Prepping can seem like a daunting task, but it doesn’t have to be.
There are a few simple things you can do to get started, and over time you’ll be able to add more complex tasks and strategies. The most important thing is to have a plan and to stick to it.
Prepping isn’t about having everything perfect in advance; it’s about reducing your chances of being stranded or facing an emergency situation that you couldn’t have predicted.
You don’t need to be a survival expert to be a prepper.
Anyone can learn basic survival skills, like how to build a shelter and start a fire, by following prepping advice online or in books such as The Well-Prepared Homeowner.
A prepper’s gear shouldn’t be all about protection from the outside world; it should also protect you from the inside world.
For example, having enough medical supplies will help you survive an emergency while having enough storage space will help keep your family safe during economic strife.
Preparing for emergencies isn’t just about stockpiling food and water; it’s also about being physically prepared to handle difficult situations.
You might need to carry medical supplies with you when you leave your home in case of evacuation, or gear that will let you survive in extreme weather conditions (like cold or snow).

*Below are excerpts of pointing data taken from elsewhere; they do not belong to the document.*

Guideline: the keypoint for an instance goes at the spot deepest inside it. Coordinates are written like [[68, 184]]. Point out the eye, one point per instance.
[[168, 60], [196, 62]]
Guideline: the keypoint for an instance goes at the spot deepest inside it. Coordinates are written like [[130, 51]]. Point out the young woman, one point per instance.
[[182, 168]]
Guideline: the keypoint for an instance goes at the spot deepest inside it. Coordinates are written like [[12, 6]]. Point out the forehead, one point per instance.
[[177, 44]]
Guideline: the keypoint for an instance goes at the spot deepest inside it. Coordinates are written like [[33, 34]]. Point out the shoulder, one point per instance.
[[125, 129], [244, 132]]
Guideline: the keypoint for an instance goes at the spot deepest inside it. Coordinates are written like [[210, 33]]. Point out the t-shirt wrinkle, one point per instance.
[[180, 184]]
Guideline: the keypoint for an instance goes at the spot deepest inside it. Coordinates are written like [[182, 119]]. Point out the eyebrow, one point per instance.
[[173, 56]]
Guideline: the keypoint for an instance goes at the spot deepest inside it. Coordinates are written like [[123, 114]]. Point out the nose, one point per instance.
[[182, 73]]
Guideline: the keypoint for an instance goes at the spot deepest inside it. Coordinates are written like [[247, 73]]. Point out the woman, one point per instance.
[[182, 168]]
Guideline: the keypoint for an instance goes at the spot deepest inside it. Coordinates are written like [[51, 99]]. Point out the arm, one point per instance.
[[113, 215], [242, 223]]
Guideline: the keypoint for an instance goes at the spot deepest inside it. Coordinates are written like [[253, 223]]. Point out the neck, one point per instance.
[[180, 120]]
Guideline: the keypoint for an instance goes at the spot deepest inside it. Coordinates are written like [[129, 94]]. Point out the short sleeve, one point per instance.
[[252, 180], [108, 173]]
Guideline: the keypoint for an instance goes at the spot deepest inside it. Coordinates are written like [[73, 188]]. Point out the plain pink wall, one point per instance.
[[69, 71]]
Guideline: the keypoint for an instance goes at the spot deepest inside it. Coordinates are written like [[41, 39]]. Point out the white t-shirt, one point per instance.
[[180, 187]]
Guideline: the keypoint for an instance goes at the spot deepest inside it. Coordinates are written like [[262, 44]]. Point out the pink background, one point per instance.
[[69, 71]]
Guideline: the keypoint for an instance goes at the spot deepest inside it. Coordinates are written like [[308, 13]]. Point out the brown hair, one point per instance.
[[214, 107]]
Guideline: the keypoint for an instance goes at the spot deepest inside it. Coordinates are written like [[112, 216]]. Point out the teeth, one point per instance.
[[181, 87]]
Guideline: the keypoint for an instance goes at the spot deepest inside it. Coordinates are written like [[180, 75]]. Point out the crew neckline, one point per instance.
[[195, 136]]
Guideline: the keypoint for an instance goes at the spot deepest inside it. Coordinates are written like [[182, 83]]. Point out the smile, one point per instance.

Preppers should have an understanding of global events that could impact their area of the country or the world at large.
For example, if there’s a pandemic happening overseas, then a prepper would want to be aware of how it could affect them locally.
A prepper’s mindset is just as important as his or her gear ; being mentally prepared is key to surviving any kind of crisis. This means staying calm under pressure and planning ahead – even if everything seems impossible right now.
No matter how prepared someone may be, emergencies always happen unexpectedly. So always keep your eyes open for warning signs that something might be wrong, so that you can take steps to prepare yourself accordingly
So there you have, now you know that preppers aren’t crazy people!
They are people who have taken the time to plan for difficult situations and are ready to handle them when they come up.
Prepping is definitely not a luxury – it’s something that everyone should consider doing, in order to be as prepared as possible for whatever life throws our way.